# Face Recognition
- We're going to build a face recognition system.
- Face recognition problem commonly fall into one of two categories :
    1. Face Verificatin : 'Is this the claimed person?' For example, at some airports, we can pass through customs by letting a system scan our passport and then verifying that us (the person carrying the passport) are the correct person. A mobile phone that unlocks using our face is also face verification. This is a 1:1 maching problem.
    2. Face Recognition : 'Who is this person?' For example, the employees entering the office without needing to otherwise identify themselves. This is a 1:K matching problem.
- FaceNet learns a neural network that encodes a face image into a vector of 128 numbers. By comparing 2 such vectors, we can then determine if 2 pictures are of the same person.
- We'll be able to :
    - Differentiate b/w face recognition and face verification.
    - Implement one-shot learning to solve a face recognition problem.
    - Apply the triplet loss functon to learn a network's parameters in the context of face recognition
    - Explain how to pose face recognition as a binary classification problem.
    - Map face images into 128-dimensional encodings using a pretrained model.
    - Perform face verification and face recognition with these encodings.
   
### Channels-last notation :
- We'll be using a pre-trained model which represents ConvNet activations using a 'channels last' convention, as
    - A batch of images will be of shape (m, n_H, n_W, n_C)

# 1. Packages

In [2]:
from tensorflow.keras.models import Sequential
from tensorflow.keras.layers import Conv2D, ZeroPadding2D, Activation, Input, concatenate
from tensorflow.keras.models import Model
from tensorflow.keras.layers import BatchNormalization
from tensorflow.keras.layers import MaxPool2D, AveragePooling2D
from tensorflow.keras.layers import Concatenate
from tensorflow.keras.layers import Lambda, Flatten, Dense
from tensorflow.keras.initializers import glorot_uniform
from tensorflow.keras.layers import Layer
from tensorflow.keras import backend as K
K.set_image_data_format('channels_last')
import os
import numpy as np
from numpy import genfromtxt
import pandas as pd
import tensorflow as tf
import PIL




# 2. Naive Face Verification
- In face verification, we're given 2 images and we have to determine if they are of the same person. The simplest way to do this is to compare the 2 images pixel-by-pixel. If the distance b/w the raw images is below a chosen threshold, it maybe the same person.
![image.png](attachment:image.png)
- This algorithm performs poorly, since the pixel values change dramatically due to variations in lighting, orientiation of the person;s face, mior changes in head position and so on.
- Rather than using the raw image, we can learn an encoding f(img)
- By using an encoding for each image, an element-wise comparison produces a more accurate judgment as to whether 2 pictures are of the same person.

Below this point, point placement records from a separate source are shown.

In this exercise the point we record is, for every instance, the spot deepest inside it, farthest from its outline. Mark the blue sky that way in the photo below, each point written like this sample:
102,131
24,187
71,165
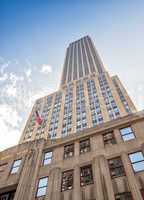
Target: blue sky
34,35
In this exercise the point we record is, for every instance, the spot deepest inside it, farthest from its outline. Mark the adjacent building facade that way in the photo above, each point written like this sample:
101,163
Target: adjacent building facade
90,144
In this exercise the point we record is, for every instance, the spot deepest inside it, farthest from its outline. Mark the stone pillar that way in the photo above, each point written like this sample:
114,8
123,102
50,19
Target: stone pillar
131,178
107,182
99,193
54,185
76,187
27,182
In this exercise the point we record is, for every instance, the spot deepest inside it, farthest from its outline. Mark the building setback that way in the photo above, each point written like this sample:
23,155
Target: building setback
89,145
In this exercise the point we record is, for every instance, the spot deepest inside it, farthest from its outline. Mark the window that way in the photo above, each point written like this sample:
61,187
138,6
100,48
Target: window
68,151
109,139
137,161
15,166
124,196
142,193
86,176
127,133
84,146
67,180
42,186
116,167
47,158
7,196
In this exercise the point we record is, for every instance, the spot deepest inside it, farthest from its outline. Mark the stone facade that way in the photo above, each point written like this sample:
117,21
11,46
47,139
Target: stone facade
104,184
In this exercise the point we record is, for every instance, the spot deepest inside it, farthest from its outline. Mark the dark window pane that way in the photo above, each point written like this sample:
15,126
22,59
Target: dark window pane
136,157
67,180
86,176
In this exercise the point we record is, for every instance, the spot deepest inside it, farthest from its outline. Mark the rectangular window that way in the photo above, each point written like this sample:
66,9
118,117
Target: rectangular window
7,196
137,161
123,196
47,158
86,176
67,180
16,166
68,151
42,187
109,139
116,167
127,133
84,146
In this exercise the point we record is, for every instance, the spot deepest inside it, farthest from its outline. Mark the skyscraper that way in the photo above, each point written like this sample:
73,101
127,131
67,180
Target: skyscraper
88,96
83,142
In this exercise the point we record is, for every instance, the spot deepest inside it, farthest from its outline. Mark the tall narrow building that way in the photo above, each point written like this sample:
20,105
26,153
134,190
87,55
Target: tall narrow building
88,96
83,142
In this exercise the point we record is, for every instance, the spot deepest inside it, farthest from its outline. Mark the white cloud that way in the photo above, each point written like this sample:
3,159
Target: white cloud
28,73
46,69
3,75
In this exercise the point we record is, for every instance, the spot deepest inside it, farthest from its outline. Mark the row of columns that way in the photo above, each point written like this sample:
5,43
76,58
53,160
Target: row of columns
103,187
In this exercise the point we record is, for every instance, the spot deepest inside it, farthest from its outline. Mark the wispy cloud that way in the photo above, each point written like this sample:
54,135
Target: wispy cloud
17,95
46,69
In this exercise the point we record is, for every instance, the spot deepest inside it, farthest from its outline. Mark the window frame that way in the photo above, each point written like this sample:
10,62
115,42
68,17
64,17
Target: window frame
17,166
113,138
112,168
86,147
41,187
62,180
49,158
136,161
71,144
92,179
123,194
130,133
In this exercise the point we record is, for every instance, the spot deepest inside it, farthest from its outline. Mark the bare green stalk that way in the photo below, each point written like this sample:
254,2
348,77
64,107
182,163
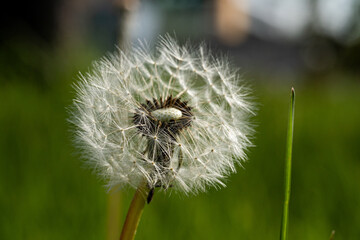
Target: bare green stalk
332,236
287,185
134,213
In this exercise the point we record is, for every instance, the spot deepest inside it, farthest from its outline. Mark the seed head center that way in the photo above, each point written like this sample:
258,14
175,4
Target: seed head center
167,114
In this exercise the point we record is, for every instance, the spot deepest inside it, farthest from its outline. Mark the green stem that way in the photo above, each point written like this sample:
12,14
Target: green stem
134,214
287,185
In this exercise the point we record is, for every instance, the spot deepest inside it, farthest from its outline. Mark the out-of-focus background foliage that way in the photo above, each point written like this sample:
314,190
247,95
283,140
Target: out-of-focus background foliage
45,193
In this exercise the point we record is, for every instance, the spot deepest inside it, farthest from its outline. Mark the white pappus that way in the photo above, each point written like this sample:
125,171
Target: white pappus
177,118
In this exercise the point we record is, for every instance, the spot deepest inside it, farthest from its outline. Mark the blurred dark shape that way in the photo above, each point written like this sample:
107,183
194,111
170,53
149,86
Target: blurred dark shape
320,54
232,21
20,19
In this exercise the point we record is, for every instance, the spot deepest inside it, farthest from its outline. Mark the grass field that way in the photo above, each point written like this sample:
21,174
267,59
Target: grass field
45,193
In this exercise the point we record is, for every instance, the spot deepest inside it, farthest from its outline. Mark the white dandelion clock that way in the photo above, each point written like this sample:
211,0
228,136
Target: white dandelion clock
176,118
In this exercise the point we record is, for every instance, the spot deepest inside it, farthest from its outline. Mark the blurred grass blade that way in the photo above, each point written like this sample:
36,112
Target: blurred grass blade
287,185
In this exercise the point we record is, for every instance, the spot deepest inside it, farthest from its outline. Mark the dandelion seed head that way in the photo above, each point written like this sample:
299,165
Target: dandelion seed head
177,117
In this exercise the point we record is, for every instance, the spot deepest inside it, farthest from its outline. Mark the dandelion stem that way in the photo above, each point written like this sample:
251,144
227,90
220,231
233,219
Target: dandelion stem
287,185
134,213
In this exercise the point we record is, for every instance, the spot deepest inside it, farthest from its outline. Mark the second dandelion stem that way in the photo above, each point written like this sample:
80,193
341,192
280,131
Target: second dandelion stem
134,214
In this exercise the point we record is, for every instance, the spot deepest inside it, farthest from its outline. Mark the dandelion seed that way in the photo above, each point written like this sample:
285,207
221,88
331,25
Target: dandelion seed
176,117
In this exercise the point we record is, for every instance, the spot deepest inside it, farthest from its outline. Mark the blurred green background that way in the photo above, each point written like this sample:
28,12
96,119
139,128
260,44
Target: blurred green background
46,193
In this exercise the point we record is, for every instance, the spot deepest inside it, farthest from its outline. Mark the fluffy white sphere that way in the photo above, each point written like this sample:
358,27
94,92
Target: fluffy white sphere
176,118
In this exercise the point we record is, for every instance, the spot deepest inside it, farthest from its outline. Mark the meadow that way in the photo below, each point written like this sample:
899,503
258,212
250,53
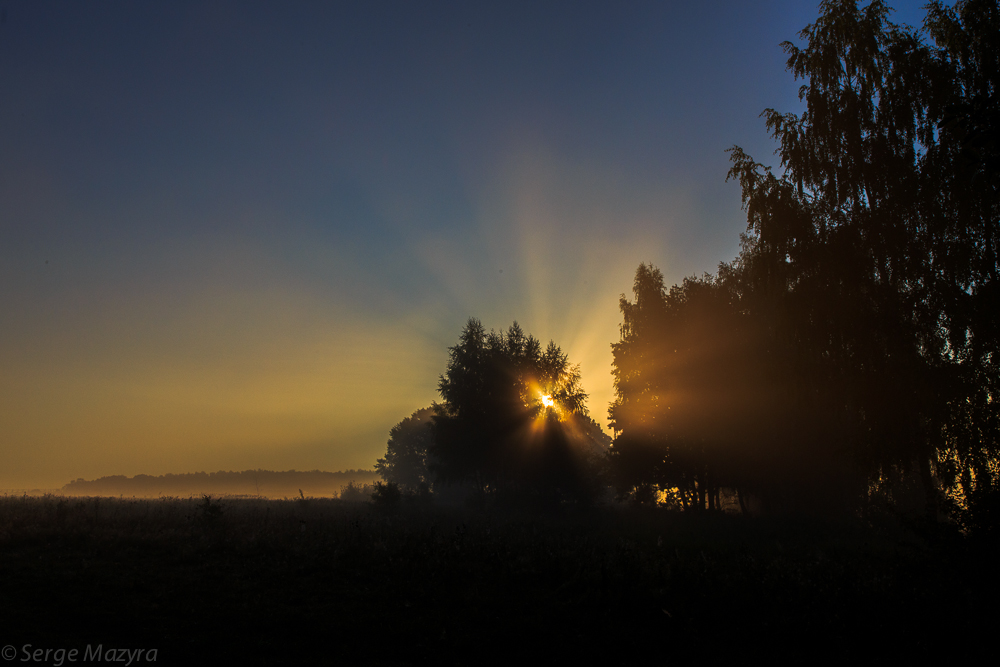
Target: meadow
256,581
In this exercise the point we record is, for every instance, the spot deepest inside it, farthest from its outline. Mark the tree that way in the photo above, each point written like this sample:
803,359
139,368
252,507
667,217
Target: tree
512,417
405,462
875,249
858,326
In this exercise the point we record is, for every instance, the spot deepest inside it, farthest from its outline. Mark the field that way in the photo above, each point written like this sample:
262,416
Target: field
253,581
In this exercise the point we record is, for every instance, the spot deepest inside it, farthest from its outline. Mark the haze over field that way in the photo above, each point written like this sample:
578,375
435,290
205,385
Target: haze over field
238,236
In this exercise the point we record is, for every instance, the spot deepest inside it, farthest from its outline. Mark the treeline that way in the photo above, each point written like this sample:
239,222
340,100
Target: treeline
851,352
848,357
264,483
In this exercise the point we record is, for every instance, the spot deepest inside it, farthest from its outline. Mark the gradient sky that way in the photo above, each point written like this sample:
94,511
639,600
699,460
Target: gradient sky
243,235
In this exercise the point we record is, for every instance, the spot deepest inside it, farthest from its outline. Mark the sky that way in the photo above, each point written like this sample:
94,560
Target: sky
241,235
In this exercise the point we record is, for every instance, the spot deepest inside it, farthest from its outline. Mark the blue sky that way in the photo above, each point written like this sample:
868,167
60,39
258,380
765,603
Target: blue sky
238,235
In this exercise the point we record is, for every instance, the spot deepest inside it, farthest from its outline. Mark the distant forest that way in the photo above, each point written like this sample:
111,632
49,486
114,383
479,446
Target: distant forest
847,359
263,483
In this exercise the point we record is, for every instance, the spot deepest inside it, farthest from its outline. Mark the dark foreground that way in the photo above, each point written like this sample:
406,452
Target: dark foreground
272,582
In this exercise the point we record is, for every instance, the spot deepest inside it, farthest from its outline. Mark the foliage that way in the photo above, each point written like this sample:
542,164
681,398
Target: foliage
405,461
492,428
858,326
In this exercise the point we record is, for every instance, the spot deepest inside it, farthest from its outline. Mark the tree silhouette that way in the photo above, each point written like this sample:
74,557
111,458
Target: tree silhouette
405,461
858,326
493,427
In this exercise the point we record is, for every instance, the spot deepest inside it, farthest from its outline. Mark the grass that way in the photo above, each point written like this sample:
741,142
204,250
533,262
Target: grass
265,582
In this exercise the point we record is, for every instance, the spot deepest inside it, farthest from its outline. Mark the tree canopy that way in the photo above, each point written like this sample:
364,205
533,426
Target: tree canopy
513,417
405,461
858,326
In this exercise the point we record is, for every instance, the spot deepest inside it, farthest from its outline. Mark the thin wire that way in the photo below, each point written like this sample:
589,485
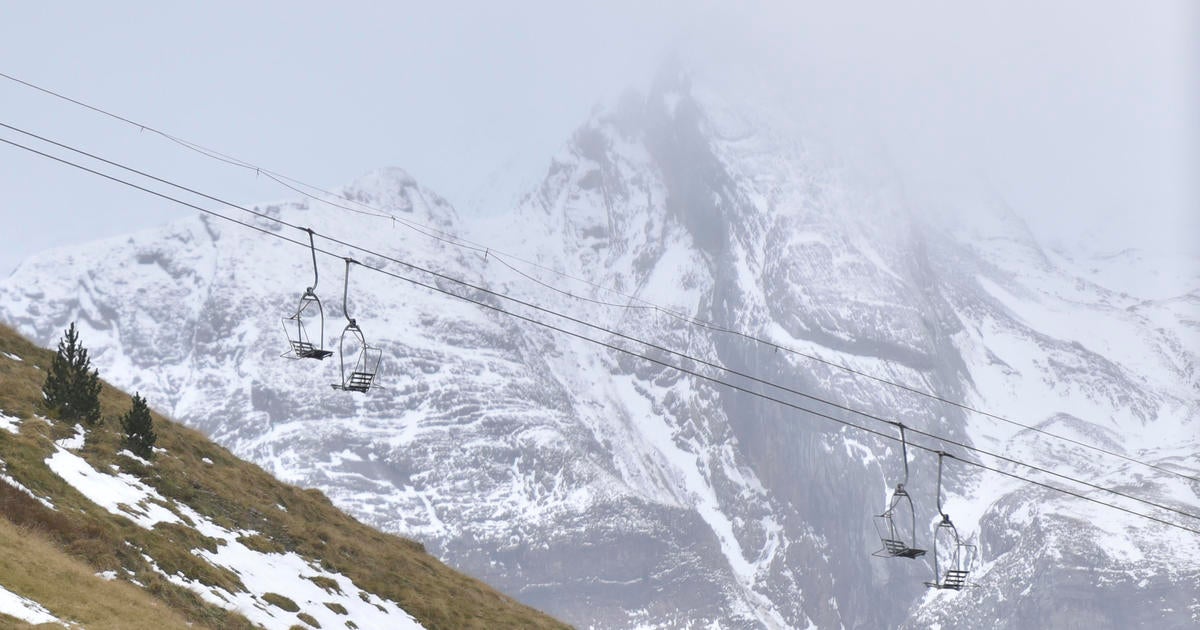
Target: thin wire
609,330
479,247
625,351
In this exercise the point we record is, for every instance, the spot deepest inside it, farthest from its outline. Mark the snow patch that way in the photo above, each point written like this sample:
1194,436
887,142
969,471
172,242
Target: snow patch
25,610
121,493
10,424
72,443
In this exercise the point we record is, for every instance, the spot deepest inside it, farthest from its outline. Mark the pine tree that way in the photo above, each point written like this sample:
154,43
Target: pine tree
70,388
138,429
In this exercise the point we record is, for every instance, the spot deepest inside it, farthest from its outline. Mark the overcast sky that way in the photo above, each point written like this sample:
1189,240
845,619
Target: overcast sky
1083,115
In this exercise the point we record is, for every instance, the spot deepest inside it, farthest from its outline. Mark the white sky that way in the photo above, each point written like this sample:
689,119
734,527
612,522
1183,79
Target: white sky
1083,115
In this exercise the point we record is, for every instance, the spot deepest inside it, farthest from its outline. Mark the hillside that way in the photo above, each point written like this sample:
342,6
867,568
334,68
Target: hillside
617,492
96,538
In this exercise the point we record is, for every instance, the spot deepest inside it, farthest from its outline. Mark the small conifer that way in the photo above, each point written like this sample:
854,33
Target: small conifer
71,388
138,429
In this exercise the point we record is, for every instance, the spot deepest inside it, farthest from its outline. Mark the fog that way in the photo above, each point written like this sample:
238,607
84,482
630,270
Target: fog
1083,117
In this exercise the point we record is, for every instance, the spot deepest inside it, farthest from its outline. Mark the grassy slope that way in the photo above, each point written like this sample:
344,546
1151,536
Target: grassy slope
233,493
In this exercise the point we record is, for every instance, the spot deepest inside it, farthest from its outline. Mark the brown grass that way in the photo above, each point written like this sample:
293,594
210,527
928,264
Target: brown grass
234,495
37,569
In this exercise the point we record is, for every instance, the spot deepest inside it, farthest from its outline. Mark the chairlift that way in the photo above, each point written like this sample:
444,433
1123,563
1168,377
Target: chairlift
365,364
959,557
899,505
309,310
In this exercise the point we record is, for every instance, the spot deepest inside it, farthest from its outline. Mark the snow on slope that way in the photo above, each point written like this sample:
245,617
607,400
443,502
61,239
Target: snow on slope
615,492
25,610
283,574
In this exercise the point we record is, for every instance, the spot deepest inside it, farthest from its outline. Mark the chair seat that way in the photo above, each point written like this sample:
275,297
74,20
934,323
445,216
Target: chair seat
900,550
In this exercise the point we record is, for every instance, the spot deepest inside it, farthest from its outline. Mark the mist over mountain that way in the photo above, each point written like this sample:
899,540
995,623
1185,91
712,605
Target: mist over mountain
616,492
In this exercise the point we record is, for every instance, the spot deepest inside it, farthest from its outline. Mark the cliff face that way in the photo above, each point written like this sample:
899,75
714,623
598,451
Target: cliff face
618,492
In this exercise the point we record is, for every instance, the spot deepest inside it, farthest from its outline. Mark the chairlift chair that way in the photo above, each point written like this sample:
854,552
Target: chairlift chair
892,534
948,546
301,346
365,364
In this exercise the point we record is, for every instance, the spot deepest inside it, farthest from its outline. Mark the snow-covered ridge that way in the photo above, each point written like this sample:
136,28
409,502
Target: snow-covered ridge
330,598
618,493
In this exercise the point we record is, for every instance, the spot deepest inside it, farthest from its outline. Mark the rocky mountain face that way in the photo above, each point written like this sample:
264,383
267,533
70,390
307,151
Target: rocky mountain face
617,492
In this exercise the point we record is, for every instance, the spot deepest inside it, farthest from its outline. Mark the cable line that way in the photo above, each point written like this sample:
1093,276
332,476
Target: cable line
628,337
643,357
283,180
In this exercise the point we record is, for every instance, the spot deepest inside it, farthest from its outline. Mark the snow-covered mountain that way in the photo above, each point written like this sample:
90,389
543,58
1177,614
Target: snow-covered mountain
616,492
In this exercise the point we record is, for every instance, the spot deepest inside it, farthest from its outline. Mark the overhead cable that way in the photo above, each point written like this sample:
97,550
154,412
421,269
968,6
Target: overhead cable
633,353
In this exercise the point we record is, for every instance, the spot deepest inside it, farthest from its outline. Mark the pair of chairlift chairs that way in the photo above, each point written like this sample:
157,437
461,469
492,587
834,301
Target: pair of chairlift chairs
353,349
953,558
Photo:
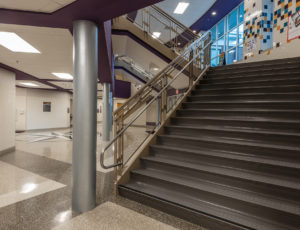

# 3. Encoding Face Images into a 128-Dimensional vector
## 3.1 Using a ConvNet to Compute Encodings
- The FaceNet model takes a lot o data and a long time to train. So following the common practice in applied deep learning. We'll load weights that someone else has already trained. The network architecture follows the inception model.
- The key things to be aware of are :
    - This network uses 160x160 dimensional RGB images as its input. Specifically, a face image (or batch of m face images) as a tensor of shape (m, n_H, n_W, n_C) = (m, 160, 160, 3)
- The input images are originally of shape 96x96 thus, we need to scale them to 160x160. This is done in the img_to_encoding() function.
    - The output is a matric of shape (m, 128) that encodes each input face image into 128-dimensional vector.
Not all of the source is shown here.